1. HABERLER

  2. DOĞALGAZ

  3. Avrupa için İsrail ve Irak doğalgazı yeniden gündemde

Avrupa için İsrail ve Irak doğalgazı yeniden gündemde

Rusya ve Ukrayna arasındaki gerginliğin çatışmaya dönüşmesi, Avrupa'nın Rus gazına alternatif gösterilen İsrail ve Kürt (Kuzey Irak) gazını taşımak üzere geliştirilen eski boru hattı projelerini yeniden gündeme getirdi.

Avrupa için İsrail ve Irak doğalgazı yeniden gündemde

Enerji Günlüğü - BOTAŞ’ın eski genel müdürlerinden Gökhan Yardım, Ukrayna-Rusya çatışmasının Türkiye açısından bazı yeni fırsatlar yarattığını belirterek, İsrail ve Irak gazının Anadolu üzerinden batıya taşıma projelerinin yeniden gündeme geldiğini söyledi.

Ukrayna’daki gelişmeler, Yakın geçmişte Suriye ve Irak’ta yaşanan ve etkileri hala devam eden gelişmeler nedeniyle rafa kaldırılan Doğu Akdeniz (İsrail) ve Kürt (Kuzey Irak) doğalgazının Türkiye üzerinden Avrupa’ya taşınmasına yönelik sınır aşan boru hattı projelerinin tekrar gündeme gelmesine yol açıyor. Eski BOTAŞ Genel Müdürü Gökhan Yardım, Ukrayna’da yaşanan gelişmelerin Türkiye ekonomisi ve enerji piyasaları üzerindeki etkilerini Enerji Günlüğü'ne  değerlendirdi.

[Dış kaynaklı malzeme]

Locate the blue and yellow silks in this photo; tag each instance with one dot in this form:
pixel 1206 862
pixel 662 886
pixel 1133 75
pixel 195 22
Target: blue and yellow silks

Ukrayna Rusya çatışmasını nasıl değerlendiriyorsunuz?

Aslında Rusya Ukrayna arasında mı Rusya Amerika arasında mı, onu da iyi kestirmek lazım. Sovyetler Birliği dağıldıktan sonra Rusya’yı batı dünyası içerisine yeterince alamadık, alamadılar. Ve ABD devamlı olarak Rusya’ya karşı bir genişleme ve hegemonyasını arttırma siyaseti güttü. Bu kapsamda da yeni ülkeler NATO’ya üye oldu. Yaklaşık 12-13 ülke NATO’ya üye oldu ve sonunda geldi Ukrayna’ya kadar dayandı iş. Ve Rusya, Putin (artık buna bir son vermek lazım) dedi. Ve bu noktada da düğmeye bastı diye düşünüyorum. Önce Kırım ondan sonra da bu iki bölgeyi yeni ülke olarak kabul etti. Aslında o işin sadece ne uluslararası hukuka uydurulması.

Peki uydu mu?

Tabii bu aslında uluslararası ilişkiler ve uluslararası hukuk açısından kabul edilemez bir durum. Fakat Putin kendi argümanlarını öne sürdü.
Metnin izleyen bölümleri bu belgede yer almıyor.